Mediation can be binding when the final settlement agreement is reduced to writing and signed by the parties. Parties can also choose a non-binding form of mediation by indicating the expectation of non-binding mediation in the final settlement agreement.

Is Mediation Cost Effective?

Yes! Generally, parties can reduce their overall costs by two-thirds! And, studies show that mediated agreements are followed approximately 85% of the time versus only 55% of the time for judge-rendered decisions.
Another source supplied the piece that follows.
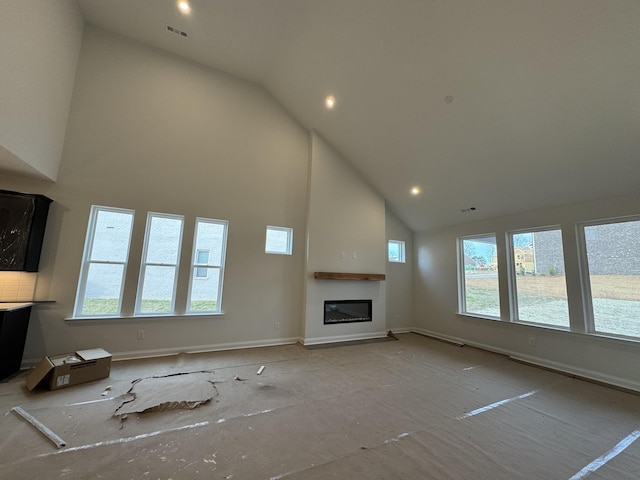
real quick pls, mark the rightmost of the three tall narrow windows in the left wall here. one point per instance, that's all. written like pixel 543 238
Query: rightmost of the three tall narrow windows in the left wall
pixel 205 294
Therefore, parties who choose to mediate not only save a lot of money, they ensure the highest level of satisfaction and therefore follow through, with the agreement!

Additionally, should outside experts be necessary during the mediation, the parties agree to use one set of experts rather than two sets of experts used in a traditional divorce process. By limiting one person, the mediator, to negotiating the terms of the divorce and hiring outside assistance as needed, parties spend FAR less in mediation than hiring two sets of attorneys and two sets of experts!

Who Should Not Mediate?

In order to be successful in mediation, both parties need to have the ability to make decisions together. If parties lack the ability to make mutually agreeable decisions, not only will mediation fail, but the parties will have spent a lot of money without any resolution to the problem. Additionally, parties who cannot be truthful or trustworthy are not successful in mediation.

How Can I Get a Divorce Through Mediation?

First, the mediator assists the parties in negotiating all issues pertaining to the divorce including: asset allocation, debt allocation, spousal support, custody, parenting time, and child support. Then, upon reaching settlement on all issues, the mediator drafts a Mediation Settlement Agreement, which is called an MSA. At this time, the parties are encouraged to seek independent legal advise to review and advise each party regarding the terms of the MSA. Upon each party agreeing to the final terms of the MSA, the mediator files all documents necessary to legally effectuate your divorce. Because you are using one person to negotiate the terms your divorce, and are only using individual attorneys to advise you regarding your rights and obligations under the MSA, you are saving the cost of a traditional divorce!

How Do I Make an Appointment?

First, both parties must agree to use Mediation Northwest to mediate their divorce. We require both parties to contact us individually so we may have a brief conversation about each party’s perspective of the issues involved in divorce. Then, if both parties agree to use Mediation Northwest, an appointment is set to mediate. Generally, a two-hour appointment is scheduled, but parties only pay for time they actually use. So, if you only mediate for 30 minutes, you only pay for 30 minutes.

How Is My Attorney Involved?

Mediation Northwest encourages its clients to seek independent legal advice at any stage of the mediation process. Furthermore, independent legal advice is most helpful before the first mediation session and after receiving the first draft of the Mediation Settlement Agreement. Parties best negotiate for their needs when provided with specific information regarding their rights under Oregon law – an attorney, and not a mediator, can provide that advice. Parties are encouraged to ask their attorney about the asset and debt division, spousal support, health insurance, custody, parenting time, and child support.